In fact, it costs money to shut it in anyhow. The last three times that the Saudis have done something like this, we’ve seen a little blip, oftentimes, in American shale output. But then you see it surge back very quickly, because from the time that a shale operator starts working on a well to the time that it actually starts producing is usually only about two months or less. With some of the new technologies, that might be a little longer, but it’s still less than three months anyway.
So whenever you’ve got market share up for grabs, the Saudis, of course, try to take it, but the U.S. shale guys do as well. So the Saudis have to do all the work, and they don’t have to split the benefits with the U.S. shale players. Now, this time, there is one other thing in the mix that is going to make this particular potential price war a little bit more exciting.
And that is Russia. Russia’s fields are deep. They are thousands of miles from international markets. They require over a thousand miles of pipes. Even the ones that are close to international markets, most of them are in the permafrost. And the Russian educational system for generating petroleum engineers collapsed back in the 1980s. So the only people in Russia who are capable of doing the work are a small cadre of Russian citizens who, in the 2000s, were basically trained abroad.
There’s just a few dozen people, because of the Ukraine war, because of the sanctions regime. The people who would normally do this work, typically Americans, Brits, Dutch, and Germans, are all out, and the Chinese don’t have the capability to work in this sort of technically demanding environment. They just haven’t learned those skills yet. So if you have high-price producers like Russia who lose production, this time around, they’re actually out of the market for good.
A lot of the fields aren’t simply old and complicated and far away and deep; they’re also very, very mature. So it would take a huge amount of investment and technology the Russians simply don’t have in order to get it back up and running on the backside of any sort of trade war. And they can’t do that themselves.

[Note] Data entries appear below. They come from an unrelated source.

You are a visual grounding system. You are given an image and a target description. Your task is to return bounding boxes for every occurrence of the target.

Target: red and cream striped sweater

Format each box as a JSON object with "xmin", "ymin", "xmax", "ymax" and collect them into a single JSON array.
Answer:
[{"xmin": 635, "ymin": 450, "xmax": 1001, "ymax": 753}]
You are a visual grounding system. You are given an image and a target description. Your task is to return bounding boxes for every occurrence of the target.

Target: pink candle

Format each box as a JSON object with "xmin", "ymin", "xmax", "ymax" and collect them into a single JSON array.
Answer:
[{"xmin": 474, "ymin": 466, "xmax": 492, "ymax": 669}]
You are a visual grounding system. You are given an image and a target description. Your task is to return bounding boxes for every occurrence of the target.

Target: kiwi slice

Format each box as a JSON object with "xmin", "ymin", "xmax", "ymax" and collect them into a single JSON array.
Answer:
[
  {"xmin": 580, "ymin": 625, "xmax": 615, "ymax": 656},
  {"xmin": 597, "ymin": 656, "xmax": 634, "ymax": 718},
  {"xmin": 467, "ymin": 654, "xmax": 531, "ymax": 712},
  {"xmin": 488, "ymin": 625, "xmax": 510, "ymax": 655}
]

So, how is that for two bookends for what can possibly happen? A conflict in the Persian Gulf that sends oil prices skyrocketing, or a price war that removes a major player from the market permanently? Both of these could happen. In fact, it’s entirely possible that we’re getting some mix of the two, where the Saudis start with the price war, and then the Iranians have an economic reason to take out Saudi energy prices.
And if this is just too wishy-washy for you, well, welcome to my world. This is what geopolitics often is.